Friday was an excellent day for paddling! I hadn't been out on the water for three weeks, and missed it. The Eliza was gliding smoothly when I launched at Cadboro Bay. I've paddled here so many times in the last few years, and this time was much like the others. Bright overcast, not too cloudy. Low tide, coming in over familiar rocks. But sometimes something special happens in the middle of all the ordinary places and weather.
I didn't try to set any speed records, just drifted along looking at rocks covered with seaweed and various things, mostly squishy. Found a plotch of sea pork, which is a bit like a sea sponge but the colour of pink meat and clings to rocks. Saw a crab different from any I'd seen before, bluish, with long thin legs but not a spider crab. And a metre away from it was another, a little smaller. Go crabs go! There's a boat comes through the bay almost every week setting out crab traps. The crabs need every chance they can get. And I saw a little sea star, the sunstar kind with over a dozen arms, that was only the size of my hand. The tube-feet reached out as it wriggled a couple tentacle arms slowly, perhaps looking for water.
I drifted from Flower Island to the rocks near it that we call "Whale Rock" because at high tide it looks like a whale under your boat.
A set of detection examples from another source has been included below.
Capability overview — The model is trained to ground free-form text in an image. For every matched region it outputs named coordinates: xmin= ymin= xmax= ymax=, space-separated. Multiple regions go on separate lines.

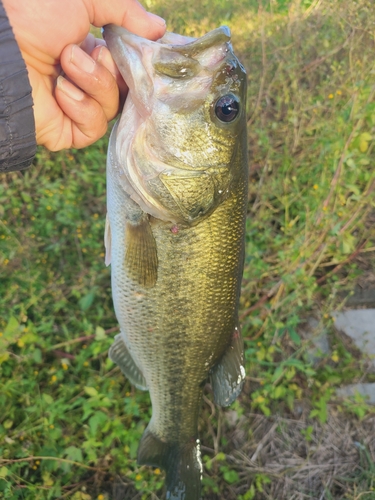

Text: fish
xmin=103 ymin=25 xmax=248 ymax=500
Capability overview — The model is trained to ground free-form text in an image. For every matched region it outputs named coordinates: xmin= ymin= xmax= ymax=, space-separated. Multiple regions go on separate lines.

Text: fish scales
xmin=104 ymin=25 xmax=248 ymax=500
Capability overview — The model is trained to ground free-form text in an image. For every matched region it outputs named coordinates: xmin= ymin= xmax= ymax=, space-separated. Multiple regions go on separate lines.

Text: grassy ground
xmin=0 ymin=0 xmax=375 ymax=500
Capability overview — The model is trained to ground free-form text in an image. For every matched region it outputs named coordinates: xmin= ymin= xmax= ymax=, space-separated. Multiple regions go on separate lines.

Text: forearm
xmin=0 ymin=0 xmax=36 ymax=172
Then I saw a familiar motion, as a family of otters came climbing down from the brush on Flower Island.
There were at least eight of them, maybe nine, all sleek and plump and limber. And for sure, river otters are colour-blind, because I sat there in my bright pink kayak, wearing an orange PFD and a red-and-black hat, holding a paddle with yellow blades. They swam close to where I was drifting, and began ducking down into the shallows. Every few moments one or another would surface with something in its paws or jaws, and chew away. They looked busy and happy.
Eventually one poked up its head and took a good, long look in my direction. I'm guessing that pattern recognition finally told them that I was there.
They squeaked, ducked, and swam a few yards farther away, no more. Even so, I took this as my cue to leave. No point putting pressure on them and making them feel crowded. I headed back toward the beach at Gyro Park.
And on the way, there was another pair of otters at the little rock garden, fishing there with a heron nearby. There's wonderful things everywhere in spring!